5 Replies Latest reply on Apr 26, 2011 4:45 PM by rick.weber

    Weird bug causes implosion of entire universe

    rick.weber

      When running my application, I get the following error:

       

      ../../../cpucommand.cpp:260: ShouldNotReachHere()

      Here is the stack trace:
      #0  0x00007ffff6b8cba5 in raise () from /lib/libc.so.6
      #1  0x00007ffff6b906b0 in abort () from /lib/libc.so.6
      #2  0x00007ffff46ef919 in ?? ()
         from /nfs/sw/opencl/ati/current/lib/x86_64/libamdocl64.so
      #3  0x00007ffff469ab81 in ?? ()
         from /nfs/sw/opencl/ati/current/lib/x86_64/libamdocl64.so
      #4  0x00007ffff469b493 in ?? ()
         from /nfs/sw/opencl/ati/current/lib/x86_64/libamdocl64.so
      #5  0x00007ffff46ef08c in ?? ()
         from /nfs/sw/opencl/ati/current/lib/x86_64/libamdocl64.so
      #6  0x00007ffff46ed19d in ?? ()
         from /nfs/sw/opencl/ati/current/lib/x86_64/libamdocl64.so
      #7  0x00007ffff6943971 in start_thread () from /lib/libpthread.so.0
      #8  0x00007ffff6c3f92d in clone () from /lib/libc.so.6
      #9  0x0000000000000000 in ?? ()
      A repro is kinda hard to supply because I don't know what causes it...


        • Weird bug causes implosion of entire universe
          himanshu.gautam

          Please provide your system configuration:CPU,GPU,SDK,Driver,OS.

          Have you tried debugging your code using GDB?

            • Weird bug causes implosion of entire universe
              rick.weber

               

              Originally posted by: himanshu.gautam Please provide your system configuration:CPU,GPU,SDK,Driver,OS.

               

              Have you tried debugging your code using GDB?

               

              I'm using an Intel processor with SDK 2.4, which I know is an unsupported configuration, but I'm pretty sure the error will appear on an AMD processor as well.
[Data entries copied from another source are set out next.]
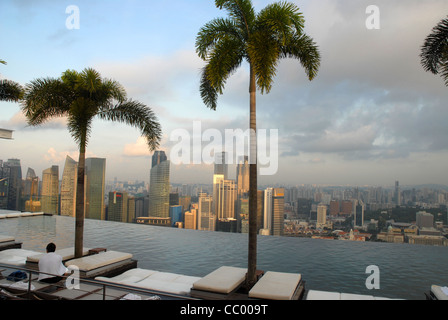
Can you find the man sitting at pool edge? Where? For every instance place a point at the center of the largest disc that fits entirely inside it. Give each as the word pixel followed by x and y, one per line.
pixel 51 269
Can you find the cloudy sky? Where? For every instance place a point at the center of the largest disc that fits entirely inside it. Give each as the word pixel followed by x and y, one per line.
pixel 372 115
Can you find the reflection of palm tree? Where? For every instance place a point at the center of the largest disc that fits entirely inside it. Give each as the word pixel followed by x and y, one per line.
pixel 262 40
pixel 434 54
pixel 81 97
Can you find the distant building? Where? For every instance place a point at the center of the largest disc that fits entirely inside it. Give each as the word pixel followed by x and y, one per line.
pixel 50 190
pixel 95 173
pixel 424 219
pixel 176 215
pixel 68 187
pixel 117 209
pixel 190 219
pixel 206 218
pixel 221 166
pixel 159 186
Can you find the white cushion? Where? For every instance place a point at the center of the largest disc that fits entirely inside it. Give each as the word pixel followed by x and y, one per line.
pixel 323 295
pixel 66 254
pixel 351 296
pixel 98 260
pixel 6 238
pixel 222 280
pixel 276 286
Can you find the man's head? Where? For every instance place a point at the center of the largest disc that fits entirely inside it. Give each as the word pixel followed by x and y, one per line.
pixel 51 247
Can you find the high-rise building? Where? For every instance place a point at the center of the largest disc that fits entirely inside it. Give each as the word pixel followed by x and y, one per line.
pixel 225 197
pixel 50 190
pixel 221 166
pixel 159 186
pixel 117 209
pixel 206 219
pixel 31 192
pixel 321 215
pixel 397 194
pixel 424 219
pixel 12 181
pixel 278 211
pixel 242 175
pixel 358 210
pixel 95 173
pixel 274 210
pixel 176 215
pixel 191 219
pixel 68 187
pixel 267 216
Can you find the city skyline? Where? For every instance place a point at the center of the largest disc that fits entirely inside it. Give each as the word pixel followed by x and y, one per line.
pixel 372 115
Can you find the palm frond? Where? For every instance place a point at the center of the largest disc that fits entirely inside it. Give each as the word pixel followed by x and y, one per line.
pixel 223 61
pixel 137 115
pixel 212 33
pixel 434 52
pixel 45 99
pixel 281 19
pixel 10 91
pixel 242 11
pixel 303 48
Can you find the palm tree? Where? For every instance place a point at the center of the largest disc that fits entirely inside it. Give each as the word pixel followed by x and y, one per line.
pixel 434 54
pixel 81 97
pixel 261 40
pixel 10 90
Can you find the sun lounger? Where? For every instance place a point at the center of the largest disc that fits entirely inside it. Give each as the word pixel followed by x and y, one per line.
pixel 8 242
pixel 219 283
pixel 107 263
pixel 16 257
pixel 154 280
pixel 277 286
pixel 32 262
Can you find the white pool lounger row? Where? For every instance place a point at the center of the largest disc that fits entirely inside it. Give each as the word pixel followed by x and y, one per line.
pixel 328 295
pixel 5 214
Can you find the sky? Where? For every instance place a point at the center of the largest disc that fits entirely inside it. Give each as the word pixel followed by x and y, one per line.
pixel 371 116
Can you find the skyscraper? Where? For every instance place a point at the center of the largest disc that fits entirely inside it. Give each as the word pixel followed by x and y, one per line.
pixel 117 209
pixel 221 166
pixel 159 186
pixel 242 175
pixel 278 211
pixel 95 188
pixel 68 187
pixel 50 190
pixel 206 219
pixel 12 176
pixel 274 208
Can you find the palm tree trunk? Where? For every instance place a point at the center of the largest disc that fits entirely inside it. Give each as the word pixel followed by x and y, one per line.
pixel 252 250
pixel 79 220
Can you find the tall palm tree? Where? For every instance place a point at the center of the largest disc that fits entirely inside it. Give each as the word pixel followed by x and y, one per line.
pixel 10 90
pixel 434 53
pixel 261 40
pixel 82 97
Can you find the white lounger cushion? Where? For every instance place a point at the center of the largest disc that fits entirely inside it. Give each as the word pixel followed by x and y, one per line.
pixel 222 280
pixel 6 238
pixel 276 286
pixel 66 254
pixel 129 277
pixel 16 257
pixel 154 280
pixel 323 295
pixel 98 260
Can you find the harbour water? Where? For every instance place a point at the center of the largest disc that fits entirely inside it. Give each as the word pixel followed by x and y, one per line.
pixel 405 271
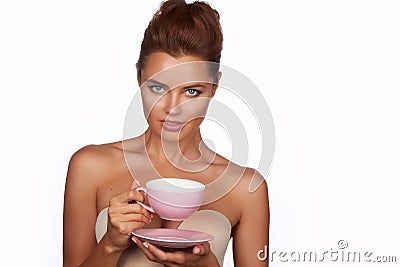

I'm using Ubuntu 10.10.

              Using GDB and commenting stuff out, I found this error is caused by a single barrier() call after doing a massive loop. In fact, if I comment out any of the barriers in my main loop, the code runs to completion (though, not necessarily correctly). I'm working on a repro to try to isolate the cause.

            • Weird bug causes implosion of entire universe
              MicahVillmow
              rick.weber,
              Without the code I can't say for sure, but this error means that your barrier is uneven. Basically that means that not every thread in the work-group is hitting the barrier which is required by the OpenCL spec.
                • Weird bug causes implosion of entire universe
                  rick.weber

                  I'd buy that. The looping code is very complicated with lots of branching and such. I tried to ensure that each thread enters every loop and conditionally executes real code while hitting every barrier, but I think I might have missed a few. Thanks Micah!

                   

                  In 2.5, would it be possible to detect this problem and report it less ambiguously?

                    • Weird bug causes implosion of entire universe
                      rick.weber

                      So, this is definitely the issue. I replaced all my barriers with __BARRIER(type) where:

                      #define __BARRIER(type) \
                        printf("\t__BARRIER hit by thread %d\n", get_local_id(0));\
                        barrier(type);

                      The expected printed output should be
                      __BARRIER hit by thread 0
                      __BARRIER hit by thread 1
                      __BARRIER hit by thread ...
                      __BARRIER hit by thread 63
                      for each barrier.
                      I mostly see this, but I also see some instances of:
                      __BARRIER hit by thread 0
                      __BARRIER hit by thread 32
                      __BARRIER hit by thread 0
                      __BARRIER hit by thread 32
                      which are incorrect.